How are Covid-19 vaccines being developed, tested and readied for approval? How will their safety and effectiveness be assessed — in a time when many people view vaccines with suspicion? Here’s a quick guide.

How does developing vaccines for Covid-19 differ from normal drug development?

Speed. These are all-out efforts to develop the vaccines in record time, while still following all the steps necessary to assure their safety.

Each vaccine developer essentially has put its eggs into one or two baskets rather than having 20 varieties to test in the lab or in animals, says Manish Sadarangani, head of the Vaccines Evaluation Centre at BC Children’s Hospital in Vancouver, Canada, which pursues many forms of Covid-19 research.

Regulators also have sped up the administrative process, prioritizing Covid-19 vaccines and reducing paperwork without compromising safety, Sadarangani says. And they’ve allowed some shortcuts to hasten clinical studies. For instance, the company Moderna Therapeutics, whose Covid-19 vaccine candidate (co-developed with the National Institute of Allergy and Infectious Diseases) was the first to run an early (phase 1) safety trial in the United States, was permitted to run the trial in parallel with full animal testing.
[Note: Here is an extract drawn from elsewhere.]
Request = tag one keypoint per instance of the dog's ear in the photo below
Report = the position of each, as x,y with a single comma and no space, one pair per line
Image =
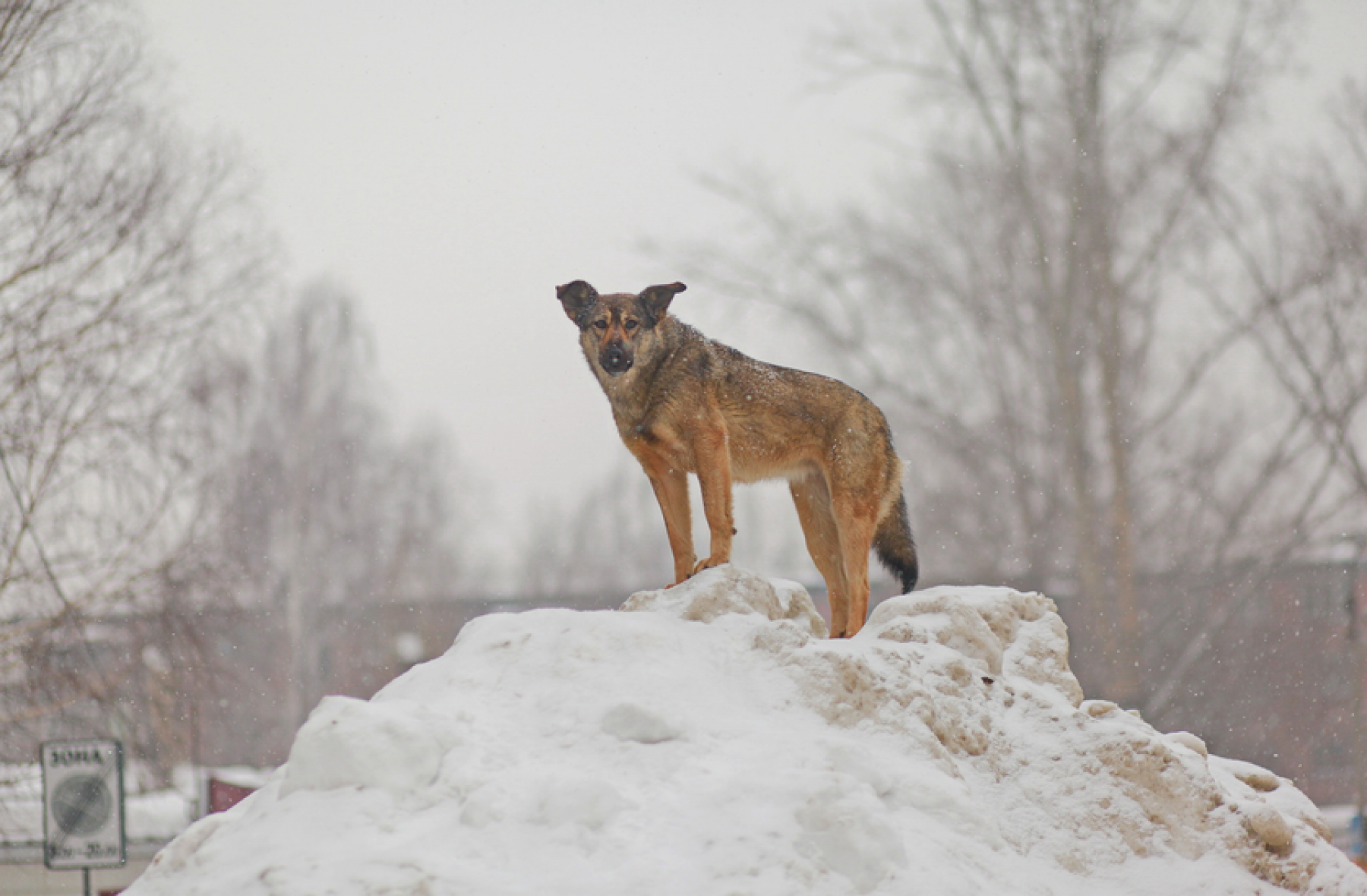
656,299
576,298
Recruiting volunteers for these trials hasn’t been a problem: People are keen to participate, Sadarangani says. Professionals working on the trials, such as statisticians analyzing data and physicians on independent safety monitoring committees, give them top priority. “People are willing to work around the clock,” Sadarangani says.

Photograph of a woman wearing a black, short-sleeve top and blue surgical mask receiving an injection in her left arm by a nurse wearing blue gloves, N95 mask, face shield and white gown.

A volunteer in Binghamton, New York, receives an injection of a Covid-19 candidate vaccine in a newly launched phase 3 clinical trial. Developed by Moderna, Inc. and the National Institutes of Health, it is one of several vaccines now in large-scale testing.

CREDIT: AP PHOTO / HANS PENNINK

What does the safety record look like for other vaccines that have been developed?

Good. “Vaccine developers are probably more concerned with safety than any other aspect of vaccine performance,” says Terence Dermody, a pediatrician and virologist at the University of Pittsburgh. “Because, quite frankly, if the vaccine is not safe, it doesn’t matter if it induces an immune response and it protects you.” Vaccines are given broadly and to people who are healthy, so even a small risk is unacceptable.

Vaccines for diseases ranging from flu to measles to pneumococcal infections have a solid record of safety. While some people worry about the risk of anaphylactic shock (a life-threatening immune reaction), that’s about a one-in-a-million chance with most vaccines, Sadarangani says.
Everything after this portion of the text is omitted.